Aber wann sorgen sich die Deutschen am ehesten um diese Fragen ? Doch eher dann, wenn es um unmittelbare Nachbarn geht, die Länder des ehemaligen Ostblocks, Rumänien, Bulgarien, Polen, die Tschechische Republik, Slowakei, Ungarn. Das ist verständlich, denn Deutschland ist eine Mittelmacht, und die Geschichte hat gezeigt, dass man sich intensiv um die unmittelbaren Nachbarn kümmern muss, denn alles was dort geschieht, betrifft das eigene Land direkt.
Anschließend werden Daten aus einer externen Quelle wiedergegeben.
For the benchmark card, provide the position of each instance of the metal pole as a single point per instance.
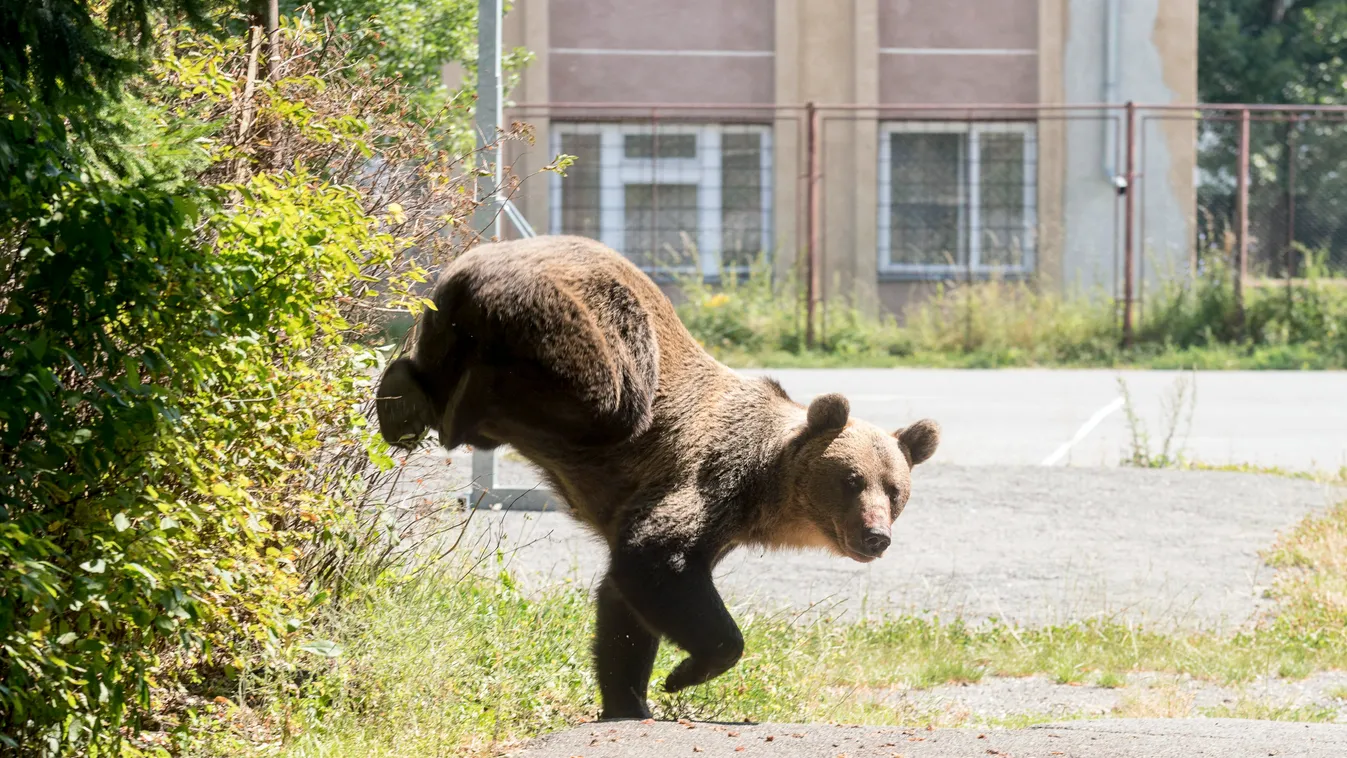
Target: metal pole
(488, 121)
(1129, 210)
(1242, 216)
(812, 218)
(1291, 201)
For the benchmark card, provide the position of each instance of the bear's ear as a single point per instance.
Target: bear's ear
(919, 440)
(829, 412)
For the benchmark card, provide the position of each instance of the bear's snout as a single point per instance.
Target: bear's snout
(876, 540)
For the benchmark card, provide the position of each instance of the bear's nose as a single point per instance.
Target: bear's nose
(876, 540)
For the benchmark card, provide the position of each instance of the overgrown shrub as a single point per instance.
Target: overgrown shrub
(181, 368)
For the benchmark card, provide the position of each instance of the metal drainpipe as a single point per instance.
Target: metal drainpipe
(1111, 65)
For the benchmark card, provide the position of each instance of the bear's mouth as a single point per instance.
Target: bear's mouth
(854, 554)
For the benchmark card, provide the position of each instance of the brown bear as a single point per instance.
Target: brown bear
(563, 349)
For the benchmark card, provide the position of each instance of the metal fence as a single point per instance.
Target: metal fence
(1111, 194)
(1106, 193)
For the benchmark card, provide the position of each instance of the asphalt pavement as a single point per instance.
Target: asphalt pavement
(1115, 738)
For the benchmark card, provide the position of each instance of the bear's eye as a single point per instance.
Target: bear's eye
(854, 481)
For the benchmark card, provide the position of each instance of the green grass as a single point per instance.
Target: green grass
(470, 664)
(759, 322)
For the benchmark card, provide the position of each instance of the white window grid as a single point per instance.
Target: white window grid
(970, 209)
(703, 170)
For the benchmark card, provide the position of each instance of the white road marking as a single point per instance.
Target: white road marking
(1083, 431)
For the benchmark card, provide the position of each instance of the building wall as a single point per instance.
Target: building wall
(1157, 43)
(882, 53)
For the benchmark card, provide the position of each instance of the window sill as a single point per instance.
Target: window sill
(955, 275)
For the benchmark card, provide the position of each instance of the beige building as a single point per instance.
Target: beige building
(690, 127)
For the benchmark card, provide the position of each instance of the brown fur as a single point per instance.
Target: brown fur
(565, 350)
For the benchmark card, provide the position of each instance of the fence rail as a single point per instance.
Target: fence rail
(1098, 194)
(1101, 195)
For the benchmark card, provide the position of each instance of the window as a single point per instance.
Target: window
(674, 198)
(957, 197)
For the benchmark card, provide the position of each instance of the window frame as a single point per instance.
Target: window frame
(705, 171)
(970, 203)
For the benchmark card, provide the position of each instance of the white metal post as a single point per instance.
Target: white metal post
(488, 123)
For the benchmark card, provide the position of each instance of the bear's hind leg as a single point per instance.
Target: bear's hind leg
(624, 655)
(675, 597)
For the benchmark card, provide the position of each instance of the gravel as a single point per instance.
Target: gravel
(1025, 544)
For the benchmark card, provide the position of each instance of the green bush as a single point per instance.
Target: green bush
(182, 372)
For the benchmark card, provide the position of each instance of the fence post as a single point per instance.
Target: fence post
(1292, 146)
(1242, 216)
(811, 193)
(1129, 216)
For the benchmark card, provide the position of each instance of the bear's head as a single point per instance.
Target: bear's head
(854, 478)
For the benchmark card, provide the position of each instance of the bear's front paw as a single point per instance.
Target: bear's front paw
(697, 669)
(683, 676)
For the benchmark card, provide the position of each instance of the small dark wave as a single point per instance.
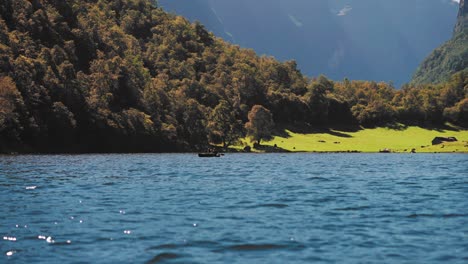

Thailand ist dagegen zu weit entfernt für die Deutschen, es geht sie nicht direkt an. Aber wenn Deutschland eine globale Rolle spielen möchte, wenn Deutschland ein Mitglied des UNO-Sicherheitsrates werden möchte, dann muss es seine Rolle global definieren und nicht nur regional oder europäisch. Deutschland muss sein Gesichtfeld erweitern, um einer solchen globalen Rolle gerecht zu werden. Deutschland muss sich im stärkerer Masse einbringen, nicht nur verkaufen und Gewinne machen wollen, sich einbringen nicht nur in den Feldern Technologie, wirtschaftliche Beziehungen, Handel und Investment.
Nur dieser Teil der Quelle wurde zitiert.